Theodore Kaczynski, mathématicien américain au QI de 167, militant écologiste et néo-luddite, terroriste, tueur de masse ayant fait l’objet de la traque la plus coûteuse de l’histoire par le FBI pendant près de 18 ans, rattrapé en 1996 dans une cabane à proximité du bourg de Lincoln, État du Montana. Il est plus connu sous le nom de Unabomber (“una” signifiait par contraction “University and Airlines”, les cibles préférées du terroriste). Il semait la mort par colis piégé et bombes artisanales destinés à plusieurs scientifiques et ingénieurs informatiques. Ce qui est assez cocasse c’est que c’est précisément ce Manifeste qui a sonné la fin de Unabomber. Kaczynski ayant été dénoncé par son frère, qui l'avait reconnu grâce aux indices fournis par le texte du manifeste : son style rigide, les thèmes abordés, les phrases déjà énoncées à l’oral…

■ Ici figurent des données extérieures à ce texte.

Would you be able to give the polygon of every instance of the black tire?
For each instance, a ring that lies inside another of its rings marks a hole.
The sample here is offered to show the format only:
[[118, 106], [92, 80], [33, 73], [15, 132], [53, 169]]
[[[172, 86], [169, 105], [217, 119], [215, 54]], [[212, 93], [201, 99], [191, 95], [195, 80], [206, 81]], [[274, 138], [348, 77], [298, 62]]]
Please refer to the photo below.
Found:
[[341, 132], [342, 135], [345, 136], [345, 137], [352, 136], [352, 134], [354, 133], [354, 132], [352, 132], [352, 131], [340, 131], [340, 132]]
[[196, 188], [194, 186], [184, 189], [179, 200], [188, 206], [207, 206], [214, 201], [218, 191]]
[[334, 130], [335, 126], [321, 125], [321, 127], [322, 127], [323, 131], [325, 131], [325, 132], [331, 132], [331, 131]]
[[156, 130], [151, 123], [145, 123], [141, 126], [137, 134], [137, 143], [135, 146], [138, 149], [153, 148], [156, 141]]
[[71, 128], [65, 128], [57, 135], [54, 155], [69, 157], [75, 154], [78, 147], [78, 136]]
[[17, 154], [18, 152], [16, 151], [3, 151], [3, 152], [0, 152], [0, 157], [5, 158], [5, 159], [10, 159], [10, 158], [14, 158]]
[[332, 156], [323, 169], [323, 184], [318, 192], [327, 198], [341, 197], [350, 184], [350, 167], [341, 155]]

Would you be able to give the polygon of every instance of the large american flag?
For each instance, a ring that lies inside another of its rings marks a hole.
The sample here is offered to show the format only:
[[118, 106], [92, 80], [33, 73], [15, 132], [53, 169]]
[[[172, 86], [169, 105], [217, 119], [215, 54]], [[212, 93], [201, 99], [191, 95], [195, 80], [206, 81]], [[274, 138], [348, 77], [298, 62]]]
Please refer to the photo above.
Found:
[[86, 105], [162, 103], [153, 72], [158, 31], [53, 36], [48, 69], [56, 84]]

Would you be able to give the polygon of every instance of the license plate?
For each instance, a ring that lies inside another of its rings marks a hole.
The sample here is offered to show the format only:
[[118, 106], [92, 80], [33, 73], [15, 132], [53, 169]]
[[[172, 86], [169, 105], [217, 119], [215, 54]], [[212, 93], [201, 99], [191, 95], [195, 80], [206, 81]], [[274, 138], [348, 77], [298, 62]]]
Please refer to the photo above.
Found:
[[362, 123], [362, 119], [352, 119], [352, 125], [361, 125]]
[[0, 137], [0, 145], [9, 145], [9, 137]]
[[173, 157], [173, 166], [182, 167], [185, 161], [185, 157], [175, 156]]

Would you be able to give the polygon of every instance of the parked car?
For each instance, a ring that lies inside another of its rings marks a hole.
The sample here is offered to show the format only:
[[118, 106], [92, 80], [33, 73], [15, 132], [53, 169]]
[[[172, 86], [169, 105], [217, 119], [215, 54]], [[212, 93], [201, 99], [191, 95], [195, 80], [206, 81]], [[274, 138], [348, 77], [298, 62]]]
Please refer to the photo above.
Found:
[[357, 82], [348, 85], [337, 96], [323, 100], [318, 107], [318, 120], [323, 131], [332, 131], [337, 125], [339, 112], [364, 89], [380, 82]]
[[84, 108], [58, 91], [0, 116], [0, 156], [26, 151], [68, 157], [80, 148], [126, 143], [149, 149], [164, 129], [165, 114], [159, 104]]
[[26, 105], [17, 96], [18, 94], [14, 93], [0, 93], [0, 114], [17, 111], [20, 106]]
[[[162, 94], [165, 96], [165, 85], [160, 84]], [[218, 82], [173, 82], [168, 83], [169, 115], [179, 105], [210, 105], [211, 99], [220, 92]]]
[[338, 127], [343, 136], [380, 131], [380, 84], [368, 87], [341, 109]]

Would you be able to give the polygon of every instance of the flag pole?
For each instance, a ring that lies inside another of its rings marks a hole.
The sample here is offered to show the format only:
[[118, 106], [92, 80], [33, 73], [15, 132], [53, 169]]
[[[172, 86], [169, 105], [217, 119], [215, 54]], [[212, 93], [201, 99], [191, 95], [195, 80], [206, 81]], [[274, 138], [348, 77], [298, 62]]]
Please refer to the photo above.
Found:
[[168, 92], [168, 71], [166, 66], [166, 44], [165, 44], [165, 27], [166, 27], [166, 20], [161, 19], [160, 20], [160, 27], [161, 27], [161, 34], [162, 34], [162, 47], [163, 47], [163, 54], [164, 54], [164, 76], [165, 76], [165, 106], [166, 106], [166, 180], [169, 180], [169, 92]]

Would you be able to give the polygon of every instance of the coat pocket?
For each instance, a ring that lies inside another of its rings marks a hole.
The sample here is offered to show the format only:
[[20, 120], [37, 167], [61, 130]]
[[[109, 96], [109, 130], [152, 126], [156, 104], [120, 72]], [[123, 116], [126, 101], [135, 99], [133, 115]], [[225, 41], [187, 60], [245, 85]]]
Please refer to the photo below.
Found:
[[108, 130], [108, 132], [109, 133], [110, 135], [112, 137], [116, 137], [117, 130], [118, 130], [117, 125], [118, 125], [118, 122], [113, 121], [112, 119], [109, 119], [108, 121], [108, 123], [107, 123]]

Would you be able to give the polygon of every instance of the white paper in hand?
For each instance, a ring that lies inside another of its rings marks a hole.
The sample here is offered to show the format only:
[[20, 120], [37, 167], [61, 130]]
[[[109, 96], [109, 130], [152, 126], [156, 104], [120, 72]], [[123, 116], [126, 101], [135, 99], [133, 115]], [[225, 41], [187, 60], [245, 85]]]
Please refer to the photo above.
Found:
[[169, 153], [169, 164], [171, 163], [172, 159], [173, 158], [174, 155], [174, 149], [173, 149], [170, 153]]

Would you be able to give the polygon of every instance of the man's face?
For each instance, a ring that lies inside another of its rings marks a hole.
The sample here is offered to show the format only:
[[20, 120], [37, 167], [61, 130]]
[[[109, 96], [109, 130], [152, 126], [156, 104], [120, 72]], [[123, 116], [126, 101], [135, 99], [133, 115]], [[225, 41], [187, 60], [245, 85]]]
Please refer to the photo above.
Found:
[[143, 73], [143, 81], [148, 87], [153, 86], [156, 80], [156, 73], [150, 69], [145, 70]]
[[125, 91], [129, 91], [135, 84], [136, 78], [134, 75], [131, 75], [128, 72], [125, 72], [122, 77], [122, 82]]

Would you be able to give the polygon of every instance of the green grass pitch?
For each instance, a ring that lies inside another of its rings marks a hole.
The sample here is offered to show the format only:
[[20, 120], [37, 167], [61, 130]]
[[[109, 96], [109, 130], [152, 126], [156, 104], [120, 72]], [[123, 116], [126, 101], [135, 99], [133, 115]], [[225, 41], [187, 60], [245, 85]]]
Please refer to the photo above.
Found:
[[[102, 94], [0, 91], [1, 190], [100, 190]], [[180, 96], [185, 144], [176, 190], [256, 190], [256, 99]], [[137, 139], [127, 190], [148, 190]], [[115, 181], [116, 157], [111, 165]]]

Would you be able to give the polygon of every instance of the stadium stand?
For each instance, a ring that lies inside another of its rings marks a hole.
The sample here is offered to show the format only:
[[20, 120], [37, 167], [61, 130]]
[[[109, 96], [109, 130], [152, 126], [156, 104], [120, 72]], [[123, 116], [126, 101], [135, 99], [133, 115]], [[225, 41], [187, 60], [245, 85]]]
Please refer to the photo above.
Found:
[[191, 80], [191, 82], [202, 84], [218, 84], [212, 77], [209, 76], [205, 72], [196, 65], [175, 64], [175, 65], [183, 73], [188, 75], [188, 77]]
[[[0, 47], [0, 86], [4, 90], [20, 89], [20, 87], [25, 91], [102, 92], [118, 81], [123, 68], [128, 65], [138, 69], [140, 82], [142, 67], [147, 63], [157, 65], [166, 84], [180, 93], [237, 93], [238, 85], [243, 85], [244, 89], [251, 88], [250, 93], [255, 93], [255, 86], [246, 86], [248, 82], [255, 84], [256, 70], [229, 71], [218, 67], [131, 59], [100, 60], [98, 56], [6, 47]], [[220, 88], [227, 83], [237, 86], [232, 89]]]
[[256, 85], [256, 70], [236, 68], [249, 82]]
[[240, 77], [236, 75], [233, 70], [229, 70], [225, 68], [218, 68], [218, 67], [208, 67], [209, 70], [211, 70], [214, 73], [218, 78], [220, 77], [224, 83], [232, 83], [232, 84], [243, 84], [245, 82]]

Ce qui est clair, c’est que Ted Kaczynski n’est certainement pas le Henry David Thoreau moderne. Que ce soit dans les intentions comme dans le style. Si je voulais être un pédant à la française je dirais que ces thèses forment du sous Jacques Ellul, Ellul qui fait lui-même du sous Lewis Mumford, et Mumford qui fait du sous Martin Heidegger. Qu'il ne raconte rien de spécialement original, mais il reste néanmoins un pionnier de la pensée anti-technologique et le personnage sort clairement du lot. Il y a toute une légende et une fascination autour de sa personne, certains même l’accusent, en plus d’être le terroriste Unabomber, d’avoir eu plusieurs identités, dont notamment d’être le fameux tueur du Zodiac.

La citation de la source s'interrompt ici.